The goal of the current study was to estimate the learning rate of inexperienced evaluators in labeling pediatric wrist fractures on digital radiographs. We recruited students with and without a medical background or training to annotate fractures and, thus, to assess their utility to radiologists in creating a comprehensive supervised deep learning dataset.

Methods

We recruited nine medical and one high-school student to the study. We arranged them into four single raters and three teams of two evaluators. None of these ten individuals had specific experience in analyzing pediatric wrist fractures. Table 1 shows the particulars of these students, including previous experience in radiology or traumatology.
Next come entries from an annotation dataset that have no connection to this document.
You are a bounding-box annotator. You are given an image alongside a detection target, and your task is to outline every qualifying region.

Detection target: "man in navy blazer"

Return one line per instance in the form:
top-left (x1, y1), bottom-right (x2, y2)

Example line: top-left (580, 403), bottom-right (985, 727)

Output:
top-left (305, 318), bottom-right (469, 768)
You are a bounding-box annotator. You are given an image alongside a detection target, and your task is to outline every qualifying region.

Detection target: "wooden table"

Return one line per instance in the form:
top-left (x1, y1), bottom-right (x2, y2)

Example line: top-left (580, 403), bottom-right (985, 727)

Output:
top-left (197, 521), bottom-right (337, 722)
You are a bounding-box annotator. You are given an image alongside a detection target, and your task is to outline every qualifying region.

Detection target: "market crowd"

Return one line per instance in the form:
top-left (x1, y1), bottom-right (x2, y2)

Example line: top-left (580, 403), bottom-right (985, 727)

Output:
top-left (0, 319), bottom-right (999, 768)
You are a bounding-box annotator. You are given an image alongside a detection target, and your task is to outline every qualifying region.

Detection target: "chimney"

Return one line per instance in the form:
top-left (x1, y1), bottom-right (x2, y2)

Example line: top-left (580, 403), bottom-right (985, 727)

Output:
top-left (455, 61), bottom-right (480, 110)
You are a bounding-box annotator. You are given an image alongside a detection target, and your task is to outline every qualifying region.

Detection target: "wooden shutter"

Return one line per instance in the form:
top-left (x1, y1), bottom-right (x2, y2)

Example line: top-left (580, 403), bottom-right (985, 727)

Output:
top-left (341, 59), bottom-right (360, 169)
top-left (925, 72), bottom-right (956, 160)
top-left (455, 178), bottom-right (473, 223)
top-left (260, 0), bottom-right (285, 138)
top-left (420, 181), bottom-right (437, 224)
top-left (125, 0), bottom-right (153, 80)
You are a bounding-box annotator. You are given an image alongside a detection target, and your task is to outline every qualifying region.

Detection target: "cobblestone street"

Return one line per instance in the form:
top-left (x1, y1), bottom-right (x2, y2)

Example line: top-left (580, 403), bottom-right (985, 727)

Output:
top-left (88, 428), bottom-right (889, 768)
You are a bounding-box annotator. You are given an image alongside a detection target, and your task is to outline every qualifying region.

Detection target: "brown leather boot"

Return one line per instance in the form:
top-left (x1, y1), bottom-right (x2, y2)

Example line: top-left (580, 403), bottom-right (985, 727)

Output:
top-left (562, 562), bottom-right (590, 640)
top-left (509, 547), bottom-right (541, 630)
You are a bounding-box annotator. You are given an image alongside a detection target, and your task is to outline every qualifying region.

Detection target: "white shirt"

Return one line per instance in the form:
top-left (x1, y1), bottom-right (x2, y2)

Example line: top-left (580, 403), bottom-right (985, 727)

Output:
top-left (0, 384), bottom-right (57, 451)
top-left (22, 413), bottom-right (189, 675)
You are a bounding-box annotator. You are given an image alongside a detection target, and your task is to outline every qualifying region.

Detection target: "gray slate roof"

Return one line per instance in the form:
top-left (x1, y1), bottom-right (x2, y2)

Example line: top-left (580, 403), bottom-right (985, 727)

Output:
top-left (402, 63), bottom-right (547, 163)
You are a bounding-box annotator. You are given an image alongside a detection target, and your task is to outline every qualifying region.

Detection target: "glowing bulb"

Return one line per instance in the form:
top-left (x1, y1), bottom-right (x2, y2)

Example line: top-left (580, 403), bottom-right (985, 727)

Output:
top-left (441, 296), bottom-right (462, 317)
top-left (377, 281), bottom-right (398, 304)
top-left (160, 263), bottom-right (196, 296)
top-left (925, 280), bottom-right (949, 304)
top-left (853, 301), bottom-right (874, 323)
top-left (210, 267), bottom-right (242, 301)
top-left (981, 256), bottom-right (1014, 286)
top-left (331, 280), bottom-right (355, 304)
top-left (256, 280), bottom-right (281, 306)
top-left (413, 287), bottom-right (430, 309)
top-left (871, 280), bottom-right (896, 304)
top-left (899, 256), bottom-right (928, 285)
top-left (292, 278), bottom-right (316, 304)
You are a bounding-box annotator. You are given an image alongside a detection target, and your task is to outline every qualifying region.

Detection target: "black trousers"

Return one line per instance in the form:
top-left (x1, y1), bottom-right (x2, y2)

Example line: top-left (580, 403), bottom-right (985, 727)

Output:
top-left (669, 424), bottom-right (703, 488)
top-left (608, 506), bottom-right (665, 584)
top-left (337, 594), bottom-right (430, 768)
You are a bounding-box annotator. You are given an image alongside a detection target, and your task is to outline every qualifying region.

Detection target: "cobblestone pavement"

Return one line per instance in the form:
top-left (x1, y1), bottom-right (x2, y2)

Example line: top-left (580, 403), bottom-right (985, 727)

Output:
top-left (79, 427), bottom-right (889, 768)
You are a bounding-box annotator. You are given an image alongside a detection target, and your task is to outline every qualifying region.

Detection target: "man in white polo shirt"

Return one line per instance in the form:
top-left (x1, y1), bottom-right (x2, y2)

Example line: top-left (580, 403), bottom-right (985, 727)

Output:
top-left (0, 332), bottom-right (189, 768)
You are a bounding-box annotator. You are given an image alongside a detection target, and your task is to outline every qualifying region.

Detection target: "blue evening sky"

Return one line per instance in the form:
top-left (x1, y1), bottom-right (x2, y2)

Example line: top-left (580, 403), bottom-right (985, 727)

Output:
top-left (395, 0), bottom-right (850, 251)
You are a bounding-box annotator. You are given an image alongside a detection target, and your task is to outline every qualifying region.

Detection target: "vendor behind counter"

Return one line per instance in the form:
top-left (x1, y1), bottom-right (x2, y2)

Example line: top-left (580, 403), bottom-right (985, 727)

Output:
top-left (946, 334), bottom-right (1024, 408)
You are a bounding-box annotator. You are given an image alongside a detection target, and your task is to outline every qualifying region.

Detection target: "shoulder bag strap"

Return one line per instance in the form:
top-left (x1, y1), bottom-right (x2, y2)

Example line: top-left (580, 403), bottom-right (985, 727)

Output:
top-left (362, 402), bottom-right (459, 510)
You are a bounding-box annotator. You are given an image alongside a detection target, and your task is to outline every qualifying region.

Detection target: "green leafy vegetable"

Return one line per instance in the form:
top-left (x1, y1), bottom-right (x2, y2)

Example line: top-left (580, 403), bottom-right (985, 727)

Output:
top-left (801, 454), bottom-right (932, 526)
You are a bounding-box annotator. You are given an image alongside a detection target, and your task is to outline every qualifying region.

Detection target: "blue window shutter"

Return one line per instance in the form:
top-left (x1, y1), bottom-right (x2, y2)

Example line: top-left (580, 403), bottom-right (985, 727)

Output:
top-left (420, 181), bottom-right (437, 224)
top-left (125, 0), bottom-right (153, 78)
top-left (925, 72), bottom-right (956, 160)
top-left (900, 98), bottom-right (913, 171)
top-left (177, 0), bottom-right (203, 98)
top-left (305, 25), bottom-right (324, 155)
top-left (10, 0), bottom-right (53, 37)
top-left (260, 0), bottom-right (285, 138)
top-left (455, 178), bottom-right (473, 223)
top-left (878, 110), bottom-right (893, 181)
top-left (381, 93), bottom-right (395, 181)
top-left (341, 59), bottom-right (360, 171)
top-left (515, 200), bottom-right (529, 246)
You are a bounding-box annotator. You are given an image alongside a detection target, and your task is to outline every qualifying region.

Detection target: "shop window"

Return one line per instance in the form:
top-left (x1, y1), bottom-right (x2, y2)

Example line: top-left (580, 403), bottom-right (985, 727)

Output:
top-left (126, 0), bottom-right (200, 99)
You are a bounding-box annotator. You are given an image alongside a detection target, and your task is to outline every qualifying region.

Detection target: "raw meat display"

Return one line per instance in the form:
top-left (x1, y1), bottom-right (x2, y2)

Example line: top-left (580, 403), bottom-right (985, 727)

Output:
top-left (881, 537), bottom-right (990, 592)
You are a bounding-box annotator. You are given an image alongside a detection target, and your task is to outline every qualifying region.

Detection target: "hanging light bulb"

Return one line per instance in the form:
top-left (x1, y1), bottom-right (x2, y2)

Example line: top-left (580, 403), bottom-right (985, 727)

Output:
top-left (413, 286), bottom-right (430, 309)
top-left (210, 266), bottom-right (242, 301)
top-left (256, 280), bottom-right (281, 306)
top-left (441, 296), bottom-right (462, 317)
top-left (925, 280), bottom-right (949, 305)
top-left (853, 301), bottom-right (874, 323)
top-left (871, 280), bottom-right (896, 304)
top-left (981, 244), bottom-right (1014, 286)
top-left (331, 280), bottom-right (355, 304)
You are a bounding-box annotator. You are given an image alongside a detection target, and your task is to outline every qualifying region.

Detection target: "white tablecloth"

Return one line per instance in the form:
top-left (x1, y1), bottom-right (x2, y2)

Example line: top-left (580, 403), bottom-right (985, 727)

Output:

They were instructed to manually tag all visible fractures of any age in randomly selected non-overlapping pediatric wrist digital radiography (DR) studies. Each observer processed 1,000 images, composed of 100 pictures per workday over two weeks or 10 business days.

thumbnail
Table 1. Age, sex, study duration, experience with radiography, traumatology, radiology.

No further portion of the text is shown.